Président la Ligue de défense des droits des personnes en situation de handicap (LICADDPH), Rodolphe Nzalé, lui-même aveugle titulaire d’un DEA en droit des affaires récemment recruté au ministère de l’Agriculture et du Développement rural dans le cadre d’un concours spécial de 25.000 jeunes diplômés à la fonction publique, estime que la discrimination et la stigmatisation confinent à la résignation les femmes aveugles victimes d’abus.
"Ces cas ne représentent qu’une population assez marginale.

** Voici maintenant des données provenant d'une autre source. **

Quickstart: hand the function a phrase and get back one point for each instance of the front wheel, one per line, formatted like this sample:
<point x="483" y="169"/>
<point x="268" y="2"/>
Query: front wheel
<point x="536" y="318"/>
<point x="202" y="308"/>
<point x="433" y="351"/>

Beaucoup encore restent dans la torpeur, s’apitoient sur leur sort. Elles ne savent pas qu’elles ont des droits à faire valoir, des droits reconnus à toute personne humaine", relève le juriste.
Pour Assiene et Juimo, la solution à ce problème préoccupant et ignoré reste l’encadrement, par la formation professionnelle et le soutien financier en vue de leur autonomisation, des femmes aveugles, oubliées des initiatives de lutte contre la pauvreté et de réalisation des Objectifs du millénaire pour le développement (OMD) où pourtant les femmes valides apparaissent plutôt à l’honneur.